Lecture+9

Pearson Correlation:
- **Assumptions: **
  - Data must be continuous (interval or ratio).
  - Data should be linear; avoid parabolic or non-parametric shapes.
  - No outliers should be present as they can skew results.
  - Data must be normally distributed; assess using skew and kurtosis or through histograms.
Spearman Correlation:
- Evaluates relationships involving at least one ordinal variable and two quantitative variables under partial linearity.
Kendall’s Tau-b:
- Used for two qualitative (or categorical) ordinal variables.
- In R, use: add , method = "type") where type is pearson, spearman, or kendall.

Definition of Samples:
- Samples provide information about a population, defined as any well-defined set of units.
- A population can refer to a variety of entities, not just people (counties, businesses, etc.).
Population Example: All adult citizens (18+) in the USA in 2018.
- Direct interviews with the entire population are impractical.
- Sampling involves selecting a subset for investigation.
Significance of Sampling: The sample size and selection method impact the accuracy and reliability of inferences about the whole population.

After gathering samples, researchers measure characteristics of interest to approximate population parameters.
Sample statistics provide estimates for population parameters, which will typically not match exactly but should be close under appropriate sampling procedures.
Goal of Statistical Inference: To conjecture unknown population characteristics based on sample statistics; crucial is the concept of sampling distribution.

Example with Presidential Approval:
- If we interview ten adult Americans about Trump’s performance and find 80% approval rate, whereas the real population parameter is 50%, this difference is termed sampling error.
- Each sample could yield different approval statistics due to sample size limitations.
Continuous Sampling: Taking multiple samples leads to varied estimates, but the average may converge closer to the true population parameter.
- For instance, averaging different samples may yield values approaching the actual parameter.
Normal Distribution Appearances: As more samples accumulate, a bell-shaped normal distribution emerges, where the mean correlates with the population parameter.

Element: A unit of analysis; in the presidential approval study, it's an individual American adult.
Sampling Frame: A comprehensive list from which sampling units are drawn, essential for accurate representation of the population.

Probability Sample: Each element has a known probability of selection, providing robustness.
Non-Probability Sample: Each element has an unknown probability of being selected, which can introduce bias.
Probability samples are generally preferred because they promote representativeness.
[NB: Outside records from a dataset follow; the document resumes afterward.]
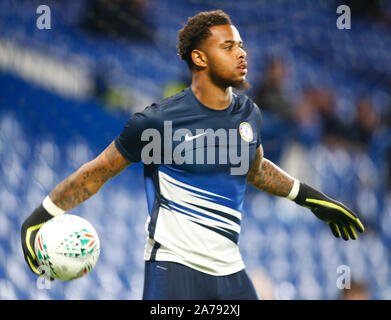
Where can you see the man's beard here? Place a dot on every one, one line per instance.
(225, 83)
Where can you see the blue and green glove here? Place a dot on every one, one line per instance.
(342, 221)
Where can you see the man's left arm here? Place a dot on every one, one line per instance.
(266, 176)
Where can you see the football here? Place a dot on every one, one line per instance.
(67, 246)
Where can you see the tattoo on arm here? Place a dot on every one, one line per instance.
(88, 179)
(266, 176)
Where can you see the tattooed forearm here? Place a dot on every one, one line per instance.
(266, 176)
(88, 179)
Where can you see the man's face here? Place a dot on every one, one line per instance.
(226, 59)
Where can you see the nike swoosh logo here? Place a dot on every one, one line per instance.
(189, 138)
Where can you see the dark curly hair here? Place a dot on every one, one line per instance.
(197, 30)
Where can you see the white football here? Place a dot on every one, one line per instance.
(67, 246)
Characteristics: Involve equal chances for each element in the population to be included, ideally using a complete sampling frame.
- Advantages: Ensures a representative sample with larger sizes.
- Disadvantages: May be challenging to achieve a perfect sampling frame.
- Important note: All samples have potential for error, and no sample accurately captures the entire population.

Posttest Design: A classical experimental design without a pretest, relying on random assignment and large sample sizes to infer causal relations.
- Researchers must establish that treatment occurs before measuring dependent variables to support causal inferences.
- Random assignment mitigates the impact of pre-experiment differences across groups, but researchers can't fully ascertain the magnitude of differences with this approach.